Imagine you live in 1890 and you drive a horse and buggy. Because your horse needs water and food, there are stables set up along roads where one can stop and give the animals a rest. Since everyone rides horses in 1880, everyone pays these stables a set price for this service; a "horse tax" of sorts.
Now imagine you buy your first car ten years later. Your car runs on gasoline, not hay. Do you want to pay the horse tax anymore? Of course not! What if you were legally bound to do so? You would probably consider the law to be unjust.
That is, essentially, what the recording industry has done. If the internet had always existed, record companies would never have come into being in the first place. In 1980, consumers needed a way to transfer music from the studio to their homes - a record company was the much needed middleman. Now, a band could upload their music to the internet. Most people have a CD burners or MP3 players. Essentially, technology has made it so the record companies no longer need to exist.
Of course, the record companies weren't happy about that. So they use the legal system and copyright laws to force their continued unnecessary existence. They continue to charge insane amounts of money for a CD; sometimes $20.00 (several years ago, the major American companies were busted for trying to artificially jack up CD prices). Only a tiny fraction even goes to the artist. Consumers were left with a dilemma: be extorted by shady media operations, or short their favorite artists.
I chose the latter. Artists can still make money from live event proceeds, and some have websites where one can donate directly. Still, I have been waiting for the day that a big name artist stepped up to the plate and told the record companies where they can shove a contract. I've been waiting for a big name artist to sell their next album directly on the internet. That day has arrived.

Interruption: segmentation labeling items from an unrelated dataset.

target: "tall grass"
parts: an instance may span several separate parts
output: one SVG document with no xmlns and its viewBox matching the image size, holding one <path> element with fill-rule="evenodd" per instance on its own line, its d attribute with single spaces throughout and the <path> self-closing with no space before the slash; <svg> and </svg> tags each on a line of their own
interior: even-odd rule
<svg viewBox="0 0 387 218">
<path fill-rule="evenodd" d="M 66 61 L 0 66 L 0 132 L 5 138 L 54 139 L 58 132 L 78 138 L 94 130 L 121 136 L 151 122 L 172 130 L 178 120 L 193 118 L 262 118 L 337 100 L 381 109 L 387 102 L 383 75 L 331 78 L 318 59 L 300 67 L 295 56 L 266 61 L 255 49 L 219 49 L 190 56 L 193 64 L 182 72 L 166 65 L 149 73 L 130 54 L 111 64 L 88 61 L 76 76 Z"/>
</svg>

Read here. Radiohead (incidentally, one of my favorite bands) is selling their newest CD online. Not only that, but they are going to let us pay any amount we wish. Seriously, one could pay two cents for their album. Essentially it will be like tipping the band, and the money will go straight to them. Personally, I'll be tipping the band five dollars, because I think that is a fair price for an album. That five dollars will go directly to the band. Going through a big record company would have left the artist with maybe a 50 cent royalty on a $15.00 album.
I hope this is immensely successful for Radiohead, financially speaking. It will encourage other artists to follow suit. At that point, record companies will have to choose between going out of business or lowing their prices to fair levels (which, IMO is about five dollars). As an unnecessary middleman, their days of extorting consumers are over.